KV Offloading Usage Guide¶

This guide covers configuration of the OffloadingConnector, which extends the prefix cache by offloading completed KV blocks to slower but larger tiers (CPU host memory, plus optional secondary tiers) as they are produced. Hits in the offload tiers are promoted back to GPU on demand. Transfers between GPU and CPU use DMA (cudaMemcpyAsync) and run asynchronously alongside model computation, so offloading adds minimal CPU- and GPU-core overhead.

Note

The OffloadingConnector currently supports CUDA, ROCm, and XPU only.

Overview¶

Two specs are available, selected by the spec_name key in kv_connector_extra_config:

CPUOffloadingSpec (default): single CPU tier. Completed GPU blocks are copied into pinned host memory.
TieringOffloadingSpec: multi-tier. A CPU primary tier plus one or more secondary tiers.

Only the CPU primary tier has direct GPU access. Secondary tiers cannot read from or write to GPU memory; all GPU↔secondary transfers are staged through the CPU primary tier.

flowchart LR
    GPU <--> CPU["CPU primary tier"]
    CPU <--> S0["Secondary tier 0"]
    CPU <--> S1["Secondary tier 1"]
    CPU <--> SN["..."]

Single-Tier Setup (CPU Only)¶

vllm serve <model> \
  --kv-transfer-config '{
    "kv_connector": "OffloadingConnector",
    "kv_role": "kv_both",
    "kv_connector_extra_config": {
      "block_size": 64,
      "cpu_bytes_to_use": 1000000000
    }
  }'

Multi-Tier Setup¶

Set spec_name to "TieringOffloadingSpec" and supply a secondary_tiers list. Each entry is a dict with a required type key plus tier-specific fields. The list is ordered: tier 0 is consulted before tier 1, and so on. See Secondary Tiers for tier-specific keys.

vllm serve <model> \
  --kv-transfer-config '{
    "kv_connector": "OffloadingConnector",
    "kv_role": "kv_both",
    "kv_connector_extra_config": {
      "spec_name": "TieringOffloadingSpec",
      "cpu_bytes_to_use": 10737418240,
      "block_size": 16,
      "eviction_policy": "lru",
      "secondary_tiers": [
        {
          "type": "fs",
          "root_dir": "/mnt/kv_cache",
          "n_read_threads": 32,
          "n_write_threads": 16
        }
      ]
    }
  }'

`kv_connector_extra_config` Reference¶

Key	Required	Default	Scope	Notes
`spec_name`	no	`CPUOffloadingSpec`	both	Set to `TieringOffloadingSpec` for multi-tier.
`cpu_bytes_to_use`	yes	—	both	Total bytes of host memory reserved for the CPU tier across all workers (not per-worker).
`block_size`	no	GPU block size	both	Offloaded block size in tokens; must be a multiple of the GPU block size.
`eviction_policy`	no	`lru`	both	Primary tier policy: `lru` or `arc`.
`store_threshold`	no	`0`	single-tier	Min lookups before a block is offloaded. Values ≥ 2 are rejected by `TieringOffloadingSpec`.
`max_tracker_size`	no	`64000`	single-tier	Max entries in the lookup tracker.
`secondary_tiers`	no	`[]`	multi-tier	List of secondary tier configs (see below).
`offload_prompt_only`	no	`true`	both	If `true`, only prompt (prefill) blocks are offloaded; decode blocks are skipped.
`spec_module_path`	no	—	both	Python import path for a custom `OffloadingSpec` not in the built-in registry. Required only when `spec_name` is not built-in (advanced).

Secondary Tiers¶

Each entry in secondary_tiers is a dict with a required type field plus tier-specific fields.

Filesystem (FS)¶

The filesystem tier (type: "fs") writes blocks to a directory on local storage.

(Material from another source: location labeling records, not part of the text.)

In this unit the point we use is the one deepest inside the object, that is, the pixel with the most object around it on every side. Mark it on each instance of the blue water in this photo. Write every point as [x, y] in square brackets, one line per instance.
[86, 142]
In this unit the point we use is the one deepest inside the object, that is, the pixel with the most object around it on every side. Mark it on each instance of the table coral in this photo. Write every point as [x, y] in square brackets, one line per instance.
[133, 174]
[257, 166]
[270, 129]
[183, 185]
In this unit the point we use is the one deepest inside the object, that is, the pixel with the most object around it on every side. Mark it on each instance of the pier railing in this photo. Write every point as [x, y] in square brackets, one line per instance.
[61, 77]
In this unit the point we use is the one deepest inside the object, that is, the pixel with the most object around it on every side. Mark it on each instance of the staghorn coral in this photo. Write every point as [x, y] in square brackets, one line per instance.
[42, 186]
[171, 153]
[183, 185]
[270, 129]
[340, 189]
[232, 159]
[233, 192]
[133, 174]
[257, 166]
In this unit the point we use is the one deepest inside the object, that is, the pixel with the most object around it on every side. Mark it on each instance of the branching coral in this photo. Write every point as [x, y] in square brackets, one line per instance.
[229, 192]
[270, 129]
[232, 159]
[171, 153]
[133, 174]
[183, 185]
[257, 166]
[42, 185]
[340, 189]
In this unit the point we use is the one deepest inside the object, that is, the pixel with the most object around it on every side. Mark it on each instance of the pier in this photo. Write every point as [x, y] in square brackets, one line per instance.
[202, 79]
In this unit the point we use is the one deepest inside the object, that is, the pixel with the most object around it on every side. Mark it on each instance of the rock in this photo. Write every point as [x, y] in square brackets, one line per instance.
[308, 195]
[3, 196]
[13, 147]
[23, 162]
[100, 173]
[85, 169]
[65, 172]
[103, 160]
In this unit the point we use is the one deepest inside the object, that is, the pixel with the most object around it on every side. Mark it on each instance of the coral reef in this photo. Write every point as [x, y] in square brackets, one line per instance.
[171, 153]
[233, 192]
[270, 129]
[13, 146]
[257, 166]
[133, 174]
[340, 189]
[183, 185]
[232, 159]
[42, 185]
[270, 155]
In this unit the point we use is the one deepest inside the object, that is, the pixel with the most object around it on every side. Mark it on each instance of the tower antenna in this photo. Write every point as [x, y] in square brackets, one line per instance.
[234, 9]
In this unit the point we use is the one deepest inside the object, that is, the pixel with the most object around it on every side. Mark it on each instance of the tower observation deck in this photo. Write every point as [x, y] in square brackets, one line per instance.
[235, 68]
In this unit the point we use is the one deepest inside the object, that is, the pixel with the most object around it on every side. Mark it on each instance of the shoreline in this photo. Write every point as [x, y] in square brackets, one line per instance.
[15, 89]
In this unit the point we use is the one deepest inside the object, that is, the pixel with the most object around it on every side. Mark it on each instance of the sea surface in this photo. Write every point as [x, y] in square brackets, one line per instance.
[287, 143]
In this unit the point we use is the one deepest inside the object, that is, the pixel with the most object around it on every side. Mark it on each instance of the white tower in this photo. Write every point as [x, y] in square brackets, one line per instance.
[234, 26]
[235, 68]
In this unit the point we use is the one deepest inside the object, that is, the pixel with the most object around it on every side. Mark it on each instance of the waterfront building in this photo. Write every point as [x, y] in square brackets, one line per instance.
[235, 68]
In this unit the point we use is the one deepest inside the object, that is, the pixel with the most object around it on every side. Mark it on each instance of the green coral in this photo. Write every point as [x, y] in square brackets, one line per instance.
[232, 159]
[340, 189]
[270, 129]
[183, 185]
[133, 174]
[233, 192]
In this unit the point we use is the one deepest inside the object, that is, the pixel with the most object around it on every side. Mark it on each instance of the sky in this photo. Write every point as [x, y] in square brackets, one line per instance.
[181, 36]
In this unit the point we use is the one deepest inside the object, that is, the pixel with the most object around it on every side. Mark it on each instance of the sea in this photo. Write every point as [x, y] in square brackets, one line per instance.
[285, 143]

Key	Required	Default	Notes
`type`	yes	—	Must be `fs`.
`root_dir`	yes	—	Base directory; vLLM creates subdirectories beneath it (see On-Disk Layout).
`n_read_threads`	no	`16`	Read-priority I/O threads (load path).
`n_write_threads`	no	`16`	Write-priority I/O threads (store path).

Each thread group prefers its own queue but pulls from the other when its primary queue is empty, so a write-heavy or read-heavy burst won't leave the off-priority queue waiting. Size the totals to your storage's effective concurrency.

On-Disk Layout¶

Under root_dir, vLLM creates a subdirectory <model>_<digest>, where <model> is the model name with / replaced by _ (so HuggingFace IDs like meta-llama/Llama-3-8B don't nest), and <digest> is a short SHA256 prefix derived from the run configuration (model, block size, parallelism, dtype, etc.). Runs with the same configuration share the same subdirectory; runs with different configurations live side-by-side under the same root_dir without colliding.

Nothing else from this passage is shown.